Q: January is National Human Trafficking Prevention month. Could you share a bit about your experience with trafficking, both your personal experience as a survivor and your experience as an advocate in preventing and addressing child trafficking? 

It’s crucial to recognize that children impacted by human trafficking often struggle to articulate their experiences, and even when they attempt to do so, a full understanding may only emerge later. This underscores the importance of addressing human trafficking issues and working tirelessly with survivors. 

Having lived through the Rwandan genocide against Tutsis, I was traumatized. After witnessing the brutal murder of both my parents, I was abducted by a man who subjected me to unspeakable abuse. He took me to the Democratic Republic of the Congo, where I became a pawn in negotiations over how much money I could be sold for. At the age of 10, the transition from being a human to a mere commodity was bewildering. For me, the prospect of being sold after surviving the genocide was inconceivable, and it was what prompted my escape back to Rwanda. 

After walking from Congo to Rwanda, the orphanage homes where I sought refuge couldn’t accommodate me because there was an overflow of children. The director of the orphanage explained to me that he had already sent away children younger than me because there were no rooms. The facility was at its maximum capacity.  As a10-ye-old, I couldn’t wrap my mind around how anyone would send a child out at such a young age to fend for themselves. Having grown up in a family where my family had everything a child could have dreamed of it was difficult to adjust. I found myself in the streets as a homeless kid, yearning for someone to offer shelter and safety. Somehow, I had faith that God would provide and take care of me. I eventually ended up with a family that needed a maid, plunging me into labor trafficking. The woman who took me in was abusive, promising to pay me $3 a month which she never paid. 
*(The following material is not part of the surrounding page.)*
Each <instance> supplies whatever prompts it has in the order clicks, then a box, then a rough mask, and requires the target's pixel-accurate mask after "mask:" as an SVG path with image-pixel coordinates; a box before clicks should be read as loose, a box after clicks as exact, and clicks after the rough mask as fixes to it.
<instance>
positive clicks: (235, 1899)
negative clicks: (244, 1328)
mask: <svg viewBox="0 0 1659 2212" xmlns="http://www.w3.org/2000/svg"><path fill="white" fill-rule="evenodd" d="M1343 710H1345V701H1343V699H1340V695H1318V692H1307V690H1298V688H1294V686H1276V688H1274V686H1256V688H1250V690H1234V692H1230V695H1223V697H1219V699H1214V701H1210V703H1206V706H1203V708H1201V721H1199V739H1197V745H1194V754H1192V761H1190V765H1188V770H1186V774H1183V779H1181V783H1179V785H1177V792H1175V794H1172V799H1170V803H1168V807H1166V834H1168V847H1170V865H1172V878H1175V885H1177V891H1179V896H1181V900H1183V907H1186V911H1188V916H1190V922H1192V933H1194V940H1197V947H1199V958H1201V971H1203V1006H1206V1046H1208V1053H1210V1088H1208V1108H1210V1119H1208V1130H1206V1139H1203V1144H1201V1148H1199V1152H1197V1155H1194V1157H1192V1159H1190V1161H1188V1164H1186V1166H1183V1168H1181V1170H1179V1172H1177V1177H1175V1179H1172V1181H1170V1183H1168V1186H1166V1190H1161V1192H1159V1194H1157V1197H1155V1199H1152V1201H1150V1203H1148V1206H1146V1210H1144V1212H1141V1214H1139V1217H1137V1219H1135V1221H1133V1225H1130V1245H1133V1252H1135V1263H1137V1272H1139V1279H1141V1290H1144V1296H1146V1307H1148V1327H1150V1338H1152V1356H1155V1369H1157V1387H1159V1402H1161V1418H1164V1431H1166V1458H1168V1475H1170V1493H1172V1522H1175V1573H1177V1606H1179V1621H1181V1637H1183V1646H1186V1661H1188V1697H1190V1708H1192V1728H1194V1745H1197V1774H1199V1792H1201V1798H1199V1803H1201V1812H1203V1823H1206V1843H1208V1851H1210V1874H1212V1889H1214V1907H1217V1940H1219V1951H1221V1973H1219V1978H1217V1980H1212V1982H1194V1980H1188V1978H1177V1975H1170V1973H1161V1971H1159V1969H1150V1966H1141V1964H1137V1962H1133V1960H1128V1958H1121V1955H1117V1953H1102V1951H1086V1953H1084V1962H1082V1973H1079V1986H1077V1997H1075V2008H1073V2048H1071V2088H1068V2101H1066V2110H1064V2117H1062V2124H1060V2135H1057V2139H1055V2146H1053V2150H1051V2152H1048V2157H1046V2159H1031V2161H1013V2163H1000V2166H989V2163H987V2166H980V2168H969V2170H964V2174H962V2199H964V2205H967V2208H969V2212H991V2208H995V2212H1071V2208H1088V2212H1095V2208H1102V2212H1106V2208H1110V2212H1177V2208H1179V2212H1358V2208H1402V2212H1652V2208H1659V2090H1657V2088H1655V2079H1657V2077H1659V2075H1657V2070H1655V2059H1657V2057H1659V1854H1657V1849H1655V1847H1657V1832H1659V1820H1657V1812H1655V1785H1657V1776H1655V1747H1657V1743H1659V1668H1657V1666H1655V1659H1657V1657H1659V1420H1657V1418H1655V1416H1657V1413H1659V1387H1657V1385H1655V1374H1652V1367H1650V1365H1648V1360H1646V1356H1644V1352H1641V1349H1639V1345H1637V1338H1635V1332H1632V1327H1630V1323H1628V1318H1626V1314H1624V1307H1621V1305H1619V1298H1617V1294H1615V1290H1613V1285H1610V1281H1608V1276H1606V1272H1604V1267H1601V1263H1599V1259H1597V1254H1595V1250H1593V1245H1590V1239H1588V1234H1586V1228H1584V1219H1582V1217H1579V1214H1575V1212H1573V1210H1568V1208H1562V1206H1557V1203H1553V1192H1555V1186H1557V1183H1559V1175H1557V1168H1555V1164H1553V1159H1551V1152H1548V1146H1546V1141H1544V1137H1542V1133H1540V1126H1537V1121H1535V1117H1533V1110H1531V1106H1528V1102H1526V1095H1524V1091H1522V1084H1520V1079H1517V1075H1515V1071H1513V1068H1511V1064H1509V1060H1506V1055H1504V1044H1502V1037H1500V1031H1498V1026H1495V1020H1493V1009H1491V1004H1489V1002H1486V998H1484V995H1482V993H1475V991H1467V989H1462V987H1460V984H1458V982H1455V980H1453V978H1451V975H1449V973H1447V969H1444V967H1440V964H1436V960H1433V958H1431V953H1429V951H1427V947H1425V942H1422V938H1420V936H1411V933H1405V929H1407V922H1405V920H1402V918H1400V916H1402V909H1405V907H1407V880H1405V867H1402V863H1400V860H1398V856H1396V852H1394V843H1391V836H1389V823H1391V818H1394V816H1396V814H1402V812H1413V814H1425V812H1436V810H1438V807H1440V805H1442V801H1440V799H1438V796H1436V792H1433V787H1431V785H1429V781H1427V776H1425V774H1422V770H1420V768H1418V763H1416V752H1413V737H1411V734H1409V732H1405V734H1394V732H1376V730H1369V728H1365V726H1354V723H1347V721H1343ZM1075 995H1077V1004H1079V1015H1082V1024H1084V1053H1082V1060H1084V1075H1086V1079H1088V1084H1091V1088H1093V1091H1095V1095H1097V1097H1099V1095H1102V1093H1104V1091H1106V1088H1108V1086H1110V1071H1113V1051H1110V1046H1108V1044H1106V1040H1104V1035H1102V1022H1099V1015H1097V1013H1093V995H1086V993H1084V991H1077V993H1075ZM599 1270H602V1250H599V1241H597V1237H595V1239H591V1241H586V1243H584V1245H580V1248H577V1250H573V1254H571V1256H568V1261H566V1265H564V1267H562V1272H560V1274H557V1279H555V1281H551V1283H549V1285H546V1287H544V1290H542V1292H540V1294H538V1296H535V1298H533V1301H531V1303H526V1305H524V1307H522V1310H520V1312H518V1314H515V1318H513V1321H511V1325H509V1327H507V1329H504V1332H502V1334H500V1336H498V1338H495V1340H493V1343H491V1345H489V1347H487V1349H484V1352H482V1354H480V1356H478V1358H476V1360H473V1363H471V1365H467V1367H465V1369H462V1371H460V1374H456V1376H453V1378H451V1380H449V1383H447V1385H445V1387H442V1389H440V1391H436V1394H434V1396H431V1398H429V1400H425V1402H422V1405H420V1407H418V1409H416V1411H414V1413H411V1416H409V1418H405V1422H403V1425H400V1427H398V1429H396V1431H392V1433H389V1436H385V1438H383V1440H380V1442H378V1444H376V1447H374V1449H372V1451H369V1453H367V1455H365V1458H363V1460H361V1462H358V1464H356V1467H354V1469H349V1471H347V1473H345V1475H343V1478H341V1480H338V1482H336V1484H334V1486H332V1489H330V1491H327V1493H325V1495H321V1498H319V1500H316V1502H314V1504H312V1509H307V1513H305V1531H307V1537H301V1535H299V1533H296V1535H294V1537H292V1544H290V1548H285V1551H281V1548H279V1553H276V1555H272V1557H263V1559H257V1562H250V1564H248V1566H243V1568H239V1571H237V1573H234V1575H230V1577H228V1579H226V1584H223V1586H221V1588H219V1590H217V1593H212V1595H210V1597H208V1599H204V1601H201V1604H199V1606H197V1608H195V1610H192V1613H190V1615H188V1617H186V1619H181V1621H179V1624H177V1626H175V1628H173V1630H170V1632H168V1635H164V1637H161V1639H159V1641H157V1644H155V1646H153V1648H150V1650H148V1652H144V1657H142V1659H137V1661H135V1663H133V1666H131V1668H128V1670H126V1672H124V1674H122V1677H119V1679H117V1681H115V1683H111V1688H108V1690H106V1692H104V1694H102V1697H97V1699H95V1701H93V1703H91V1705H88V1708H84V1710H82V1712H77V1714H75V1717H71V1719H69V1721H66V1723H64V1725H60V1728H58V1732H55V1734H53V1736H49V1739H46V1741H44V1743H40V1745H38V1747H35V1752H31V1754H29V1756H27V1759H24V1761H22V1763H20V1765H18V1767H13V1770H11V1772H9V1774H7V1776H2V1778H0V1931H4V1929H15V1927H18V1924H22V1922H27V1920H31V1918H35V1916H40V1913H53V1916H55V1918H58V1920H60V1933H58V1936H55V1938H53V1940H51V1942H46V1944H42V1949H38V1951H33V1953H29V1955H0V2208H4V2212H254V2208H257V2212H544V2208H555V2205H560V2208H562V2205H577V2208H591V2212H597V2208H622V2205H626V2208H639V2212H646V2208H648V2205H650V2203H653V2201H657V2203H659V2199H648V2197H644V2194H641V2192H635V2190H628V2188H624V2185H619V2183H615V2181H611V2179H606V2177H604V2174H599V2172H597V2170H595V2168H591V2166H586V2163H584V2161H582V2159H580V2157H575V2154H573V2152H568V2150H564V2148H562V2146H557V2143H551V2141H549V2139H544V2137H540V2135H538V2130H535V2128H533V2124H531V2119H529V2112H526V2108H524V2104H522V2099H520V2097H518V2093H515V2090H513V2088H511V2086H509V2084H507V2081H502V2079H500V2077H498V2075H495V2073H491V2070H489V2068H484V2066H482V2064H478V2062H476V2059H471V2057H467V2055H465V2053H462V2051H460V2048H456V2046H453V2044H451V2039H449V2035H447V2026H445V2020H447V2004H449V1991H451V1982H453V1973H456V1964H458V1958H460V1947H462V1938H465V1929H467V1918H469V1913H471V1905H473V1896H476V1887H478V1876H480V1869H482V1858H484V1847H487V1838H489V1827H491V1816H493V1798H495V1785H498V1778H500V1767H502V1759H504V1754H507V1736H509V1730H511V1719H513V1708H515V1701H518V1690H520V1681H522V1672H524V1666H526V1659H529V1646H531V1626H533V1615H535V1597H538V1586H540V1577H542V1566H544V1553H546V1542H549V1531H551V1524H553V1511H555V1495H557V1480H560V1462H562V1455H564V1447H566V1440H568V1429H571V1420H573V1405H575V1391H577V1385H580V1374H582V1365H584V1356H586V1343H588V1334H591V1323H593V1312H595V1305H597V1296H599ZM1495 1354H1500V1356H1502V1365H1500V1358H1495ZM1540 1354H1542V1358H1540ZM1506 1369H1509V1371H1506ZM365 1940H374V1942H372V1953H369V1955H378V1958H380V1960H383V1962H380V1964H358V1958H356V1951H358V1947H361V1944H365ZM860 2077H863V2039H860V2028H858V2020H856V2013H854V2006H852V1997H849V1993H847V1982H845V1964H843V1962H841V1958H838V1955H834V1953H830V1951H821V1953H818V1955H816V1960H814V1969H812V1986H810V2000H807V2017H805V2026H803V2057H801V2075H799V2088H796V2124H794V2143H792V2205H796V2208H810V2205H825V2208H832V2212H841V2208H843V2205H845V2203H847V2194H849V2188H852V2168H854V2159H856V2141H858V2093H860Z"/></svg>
I was then transitioned to a foster family. Initially they seemed like a normal family, but it turned into another nightmare of sexual abuse. Later, I migrated to the United States where the language barrier compounded my struggles. Many trafficked children face difficulties expressing their suffering due to linguistic challenges. The unfamiliar U.S. system and fear of potential repercussions stifled my ability to seek help. I did not know who to trust. 

As a person who was trafficked for both sexual and labor exploitation, my role as the chair of ISTAC and as an advocate for orphans and human rights is about illuminating these dark corners of society, aiming to spare others from enduring similar traumas. I also like to remind people that survivors like me want to change the narrative of how the world views us: we are survivors not victims.  

Blessed by the gift of forgiveness and guided by my faith, I overcame these traumatic experiences. Yet, I acknowledge that not everyone has access to the opportunities and resources that facilitated my healing. This fuels my advocacy for consistent attention to the mental health needs of survivors and victims of human trafficking and trauma-informed systems. 

For me, every opportunity is a platform to advocate for a trauma-informed court system, healthcare, education, and immigration reform. The scars of abuse should not dictate a child’s future, and society must ensure children’s safety and their well-being. My journey is a testament to resilience and a commitment to ensuring that no person—and especially children—has to endure the darkness that once enveloped my life. 

Q: Thank you for sharing. It’s beautiful how your personal healing aligns so much with your professional work. What motivated you to join the Keeping Kids Safe Leadership Council and is there an aspect of the campaign that you’re most excited to work on? 

One thing that motivated me was the name of your organization, Kids in Need of Defense. As a parent and as someone who has lived experience needing somebody to protect me, I see that you come in and protect and fend for those who cannot fend for themselves. KIND is doing the right thing. When I learned of KIND I said, “I want to be part of this.” What am I excited about? To be a voice for these children. To use my expertise to help these kids. Anything I can do to support KIND and the Keeping Kids Safe campaign, to support these children, I am 100 percent all in.